Perhaps the most heartbreaking of those came just weeks before New York in 2012, losing to Federer in his first Wimbledon final after three consecutive semi-final exits.

“I’d been put under a lot of pressure to try and achieve that (winning a Slam),” Murray explained according to Eurosport. “A lot of what I’d achieved in my career up to that point felt, to me anyway, kind of irrelevant because of the questions I’d continued to get asked about winning Slams.

“Am I good enough? Am I fit enough? Am I mentally strong enough? Lots and lots of questions over a period of time.

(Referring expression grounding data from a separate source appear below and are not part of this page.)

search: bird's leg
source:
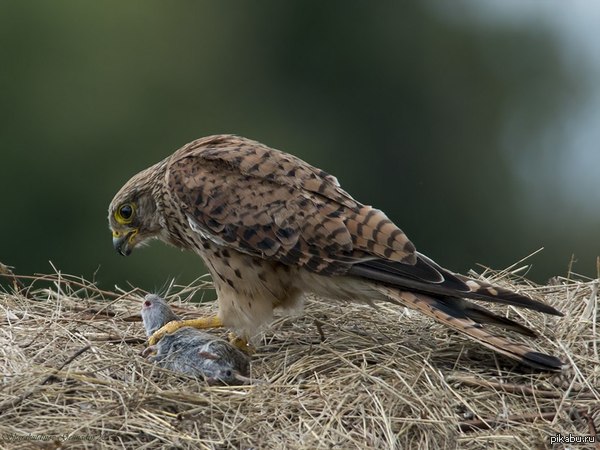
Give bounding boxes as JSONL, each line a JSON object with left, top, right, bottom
{"left": 148, "top": 316, "right": 224, "bottom": 346}
{"left": 227, "top": 332, "right": 256, "bottom": 355}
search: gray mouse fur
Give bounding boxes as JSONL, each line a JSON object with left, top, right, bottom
{"left": 141, "top": 294, "right": 251, "bottom": 385}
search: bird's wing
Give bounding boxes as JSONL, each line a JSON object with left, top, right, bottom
{"left": 348, "top": 252, "right": 562, "bottom": 315}
{"left": 165, "top": 135, "right": 561, "bottom": 316}
{"left": 165, "top": 134, "right": 421, "bottom": 277}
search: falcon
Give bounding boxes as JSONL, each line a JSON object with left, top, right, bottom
{"left": 108, "top": 134, "right": 563, "bottom": 370}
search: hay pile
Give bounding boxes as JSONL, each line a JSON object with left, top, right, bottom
{"left": 0, "top": 262, "right": 598, "bottom": 449}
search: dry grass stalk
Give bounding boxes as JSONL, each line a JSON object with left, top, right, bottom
{"left": 0, "top": 263, "right": 598, "bottom": 449}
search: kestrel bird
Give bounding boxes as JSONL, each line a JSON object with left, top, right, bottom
{"left": 109, "top": 134, "right": 563, "bottom": 370}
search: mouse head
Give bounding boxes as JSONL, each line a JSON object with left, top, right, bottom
{"left": 140, "top": 294, "right": 180, "bottom": 336}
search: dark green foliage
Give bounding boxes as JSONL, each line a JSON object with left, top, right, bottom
{"left": 0, "top": 2, "right": 592, "bottom": 290}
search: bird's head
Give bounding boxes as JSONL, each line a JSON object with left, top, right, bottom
{"left": 108, "top": 167, "right": 163, "bottom": 256}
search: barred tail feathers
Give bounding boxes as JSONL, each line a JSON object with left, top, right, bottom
{"left": 374, "top": 285, "right": 563, "bottom": 371}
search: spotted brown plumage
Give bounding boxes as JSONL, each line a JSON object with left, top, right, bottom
{"left": 109, "top": 134, "right": 564, "bottom": 371}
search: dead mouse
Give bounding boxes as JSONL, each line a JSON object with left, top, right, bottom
{"left": 140, "top": 294, "right": 251, "bottom": 385}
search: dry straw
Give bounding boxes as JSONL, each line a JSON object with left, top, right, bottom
{"left": 0, "top": 260, "right": 598, "bottom": 449}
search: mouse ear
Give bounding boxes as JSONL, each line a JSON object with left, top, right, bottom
{"left": 198, "top": 351, "right": 219, "bottom": 360}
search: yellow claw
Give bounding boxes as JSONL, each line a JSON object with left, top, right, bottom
{"left": 148, "top": 316, "right": 224, "bottom": 346}
{"left": 228, "top": 332, "right": 256, "bottom": 355}
{"left": 148, "top": 320, "right": 180, "bottom": 345}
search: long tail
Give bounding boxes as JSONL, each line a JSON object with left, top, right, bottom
{"left": 373, "top": 285, "right": 563, "bottom": 371}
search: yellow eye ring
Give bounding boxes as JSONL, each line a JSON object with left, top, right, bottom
{"left": 115, "top": 203, "right": 135, "bottom": 224}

“[So winning the US Open] that was a huge moment for me,” he admitted. “And it was nice to finally be able to move on from that because it’s not particularly helpful, and also the players I was competing against, maybe at the time they were all great players but not how everyone is seeing them now.

“They’re pretty much being seen as the three best tennis players of all time, certainly on the men’s side. It wasn’t easy to win Slams in this era. I was aware of that. But I don’t think everyone else was.”

Before the 2012 US Open, the ‘Big Three’ of Roger Federer, Rafael Nadal and Novak Djokovic had 17, 11 and five Major titles respectively, 33 altogether. The trio have since nearly doubled that shared tally to 63, with 20 for Federer, 22 for Nadal and 21 for Djokovic.

Murray did not have an easy time getting over the line in 2012. After going two sets to love up over Djokovic, the Serb clawed back the deficit to force a decider before Murray won in four hours and 54 minutes, the joint longest US Open final in history.

“I remember how I felt before the match,” Murray added. “I remember being in the locker room on my own and feeling unbelievably nervous and feeling pretty lonely and kind of feeling a lot of pressure.

“I remember after the match going back on to the court before I left the venue. I just wanted to be out there on my own.

“I was very proud of myself. I didn’t feel like going wild and celebrating and that sort of stuff. I just felt quite relaxed and it was just such a big relief to get over that line.”